夫婦漫才にまた磨きがかかってしまうな。もしクビになっても当面はこれで食っていける。
「特殊な力を持っていたって、ナガテはナガテだぞ」
「いつの世だって、自分にないものを持っている奴に脅威を感じるのは変わらない」
「それは分かるのだ。エルフとドワーフも似たような歴史はある。だから腹が数倍立つ」
感慨深く頷く。少佐時代に思いを馳せているのだろうか。
「それはそうと、何かおかしくはないかなのだ?」
身を震わすパルミラ。また牛乳飲み過ぎてオシッコか? 今更一杯飲んだところでスタイル良くならないぞ。
「何が?」
「表現が難しいのだが、敢えて例えるのなら風が哭いているのだぞ」
「……」
うっわぁ……、このエルフ、現実とファンタジーの境界線が理解できない思春期がこじれたみたい。

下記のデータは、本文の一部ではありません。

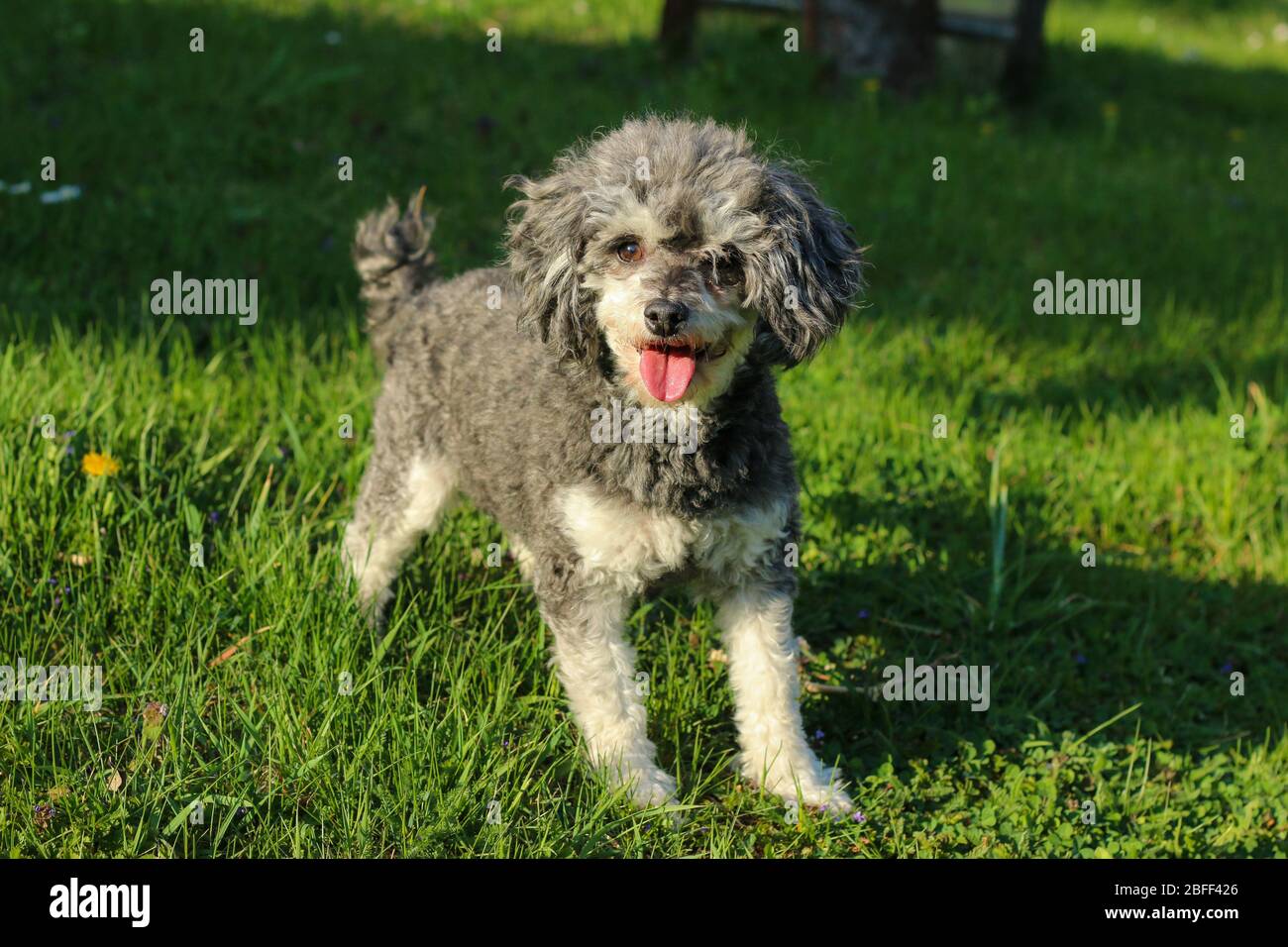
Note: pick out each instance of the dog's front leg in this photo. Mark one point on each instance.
(596, 667)
(756, 621)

「そうだな、今日はやけにあの大戦で封印した俺の右目が疼く」
そう、右目を押さえて、憂いを帯びた眼差して虚空仰いだ。
理解者がいないと可哀想なので、相棒として対の車輪、両手両足みたいに話に合わせる。
「現実とファンタジーの境界線が理解できない思春期みたいな事は笑えないから止めるのだ」
「……」
そういうのは良いから的な、真顔で注意されてしまったのだが。何だろうか、この裏切られた感は?